I don't think actual attendence is dispositive - it's the tradition among the family and your closeness.

ChristyMarie
04-24-2006, 11:32 AM
I think a card would be fine. I would not expect to receive gifts in their place.

ellielk
04-24-2006, 12:14 PM
Personally, I would send a small gift just because of the nature of the occasion - something like a gift certificate in the $25 to $30 range from a childrens' clothing store (Baby Gap?) or a savings bond. I'd do this just because it's probably a big occasion for them. That's just me, though.
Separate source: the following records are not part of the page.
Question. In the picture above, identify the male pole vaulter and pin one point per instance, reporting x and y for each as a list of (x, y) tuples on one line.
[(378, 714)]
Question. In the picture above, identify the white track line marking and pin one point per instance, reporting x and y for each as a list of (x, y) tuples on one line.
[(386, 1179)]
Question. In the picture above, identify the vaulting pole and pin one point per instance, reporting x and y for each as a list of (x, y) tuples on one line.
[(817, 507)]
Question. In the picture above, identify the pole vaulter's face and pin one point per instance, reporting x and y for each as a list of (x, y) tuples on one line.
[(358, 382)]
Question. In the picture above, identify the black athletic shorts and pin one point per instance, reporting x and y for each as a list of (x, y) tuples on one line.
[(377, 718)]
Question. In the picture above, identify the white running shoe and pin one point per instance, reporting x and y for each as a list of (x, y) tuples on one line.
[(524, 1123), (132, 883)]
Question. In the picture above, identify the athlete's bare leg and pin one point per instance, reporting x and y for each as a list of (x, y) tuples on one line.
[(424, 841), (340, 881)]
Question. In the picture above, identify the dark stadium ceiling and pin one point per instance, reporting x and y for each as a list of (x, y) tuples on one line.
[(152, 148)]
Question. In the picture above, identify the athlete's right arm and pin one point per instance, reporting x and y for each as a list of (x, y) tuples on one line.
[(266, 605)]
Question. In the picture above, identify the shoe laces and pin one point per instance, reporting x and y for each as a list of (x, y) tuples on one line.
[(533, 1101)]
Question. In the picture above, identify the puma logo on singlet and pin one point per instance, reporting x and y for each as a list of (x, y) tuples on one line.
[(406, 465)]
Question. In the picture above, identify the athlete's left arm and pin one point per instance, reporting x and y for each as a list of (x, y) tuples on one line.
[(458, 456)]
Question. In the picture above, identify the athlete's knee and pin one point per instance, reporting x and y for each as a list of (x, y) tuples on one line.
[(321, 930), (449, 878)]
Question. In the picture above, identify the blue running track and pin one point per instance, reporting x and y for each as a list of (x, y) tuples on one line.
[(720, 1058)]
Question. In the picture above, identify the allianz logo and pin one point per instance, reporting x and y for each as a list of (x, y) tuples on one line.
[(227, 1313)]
How close are you to the nephew? If this was someone you were close to as he was growing up, I'd say send a gift. If you feel that they were just sending invitations to everyone, and you're not particularly close to the nephew, then don't feel obligated.

Do you think your sibling will be insulted if you don't send something? Then, take into consideration whether you want to live with that.
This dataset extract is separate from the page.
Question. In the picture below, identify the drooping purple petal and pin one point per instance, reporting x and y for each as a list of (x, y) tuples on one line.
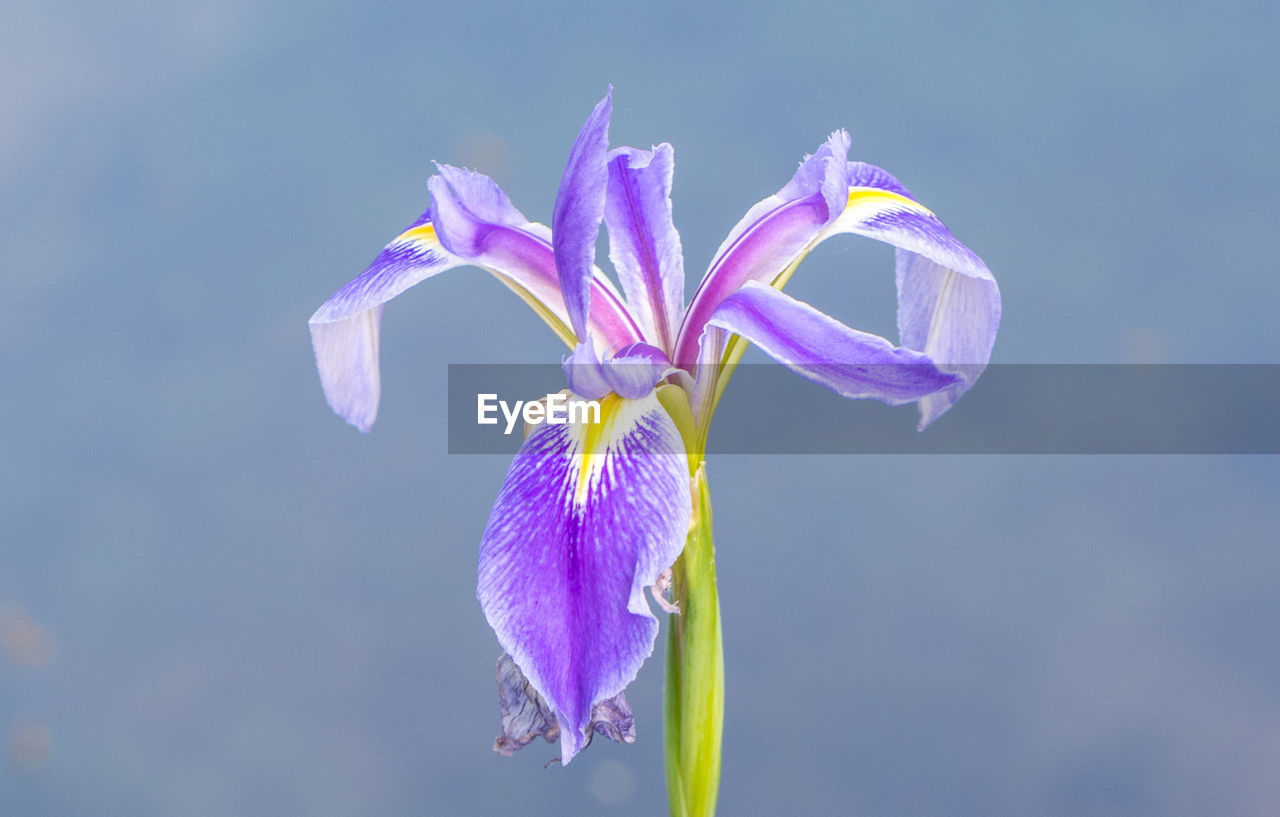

Did you already send a baby gift? Then, I don't think you need to feel obligated to send something now?

Again, it's not necessary to send something and certainly not necessary to send something big but in my opnion, it would be thoughtful to mark the occasion with something small.

Gumbeaux
04-24-2006, 12:23 PM
What denomination/religion are we talking about?
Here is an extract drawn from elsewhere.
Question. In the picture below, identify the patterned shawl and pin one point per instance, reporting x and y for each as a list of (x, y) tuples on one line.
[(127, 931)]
Baptismal gifts are not customary among Baptists or Methodists.

Valerie226
04-24-2006, 02:09 PM
It's DH's sisters son. they were semi catholic .... non practicing. We used to be close to the nephew but since he married we don't hear much from him. We've met his wife at the wedding. I think her family is more religious ( but I honestly don't know what faith. we attended their wedding :confused: :confused: a couple years ago but I don't remember .....
our nephew is somewhat estranged from his mother and step father...much tension there.... so I wasn't sure about asking. maybe I will anyway. We already started savings bonds for the girl. Maybe a gift certificate. there's all sorts of weird family politics going on here, as usual, and it's probably impossible to do the right thing for everyone. If we send more than his mother does, for example, she'll get ticked... but at least it doesn't sound like something would necessarily be expected.

Clover
04-24-2006, 02:43 PM
I think a card with a note written in it would be fine. In the Episcopal and Catholic baptisms I've been involved in, it's customary for the godparents to give a gift, and it's usually something that ties into the religious nature of the occasion or commemorates the event, and not anything big. It's not customary for other people, and anyone close enough to be invited to the baptism probably gave a baby gift already anyway.

Chelle D
04-24-2006, 04:23 PM
I agree that a card is fine. When DS was baptized, I was surprised to receive some gifts. We did receive many cards and a sprinkling of gifts.

Valerie226
04-25-2006, 06:59 AM
OK, done! a card with a nice personal note is what we'll do. I have no clue what stores they have (denver) and I'm not enthused about getting on the endless gift cycle for every conceivable event. Now that I've thought about it we've never been invited to a baptism by the other nieces & nephews. Like I said earlier, it was a surprise to me to even hear about it at all. There is enough rivalry between siblings already & we try to treat everyone equally so as not to add to the tensions. Thanks everyone for your thoughts.

DeeK
04-25-2006, 07:10 AM
What denomination/religion are we talking about?

Baptismal gifts are not customary among Baptists or Methodists.

I think that might depend on your particular church or family. Our family is Methodist and gifts are customarily given at a Baptism. It is usually something related to religion (i.e.: a children's bible, a religion-based book, a Christian-themed stuffed animal, or for a girl a cross on a necklace.)

emptyspool
04-25-2006, 01:22 PM
I love to give children's books for baptism. Sister Wendy does a book called A Child's Book of Prayer in Art which is a really beautiful book and something you could write a note in for them to keep. She is quite the art critic if you know anything about her.

Also Tasha Tudor does some childrens books - The Lord's Prayer and The Twenty Third Psalms are two I have purchased in the past but don't know if they are still available. The artwork is nice in those also.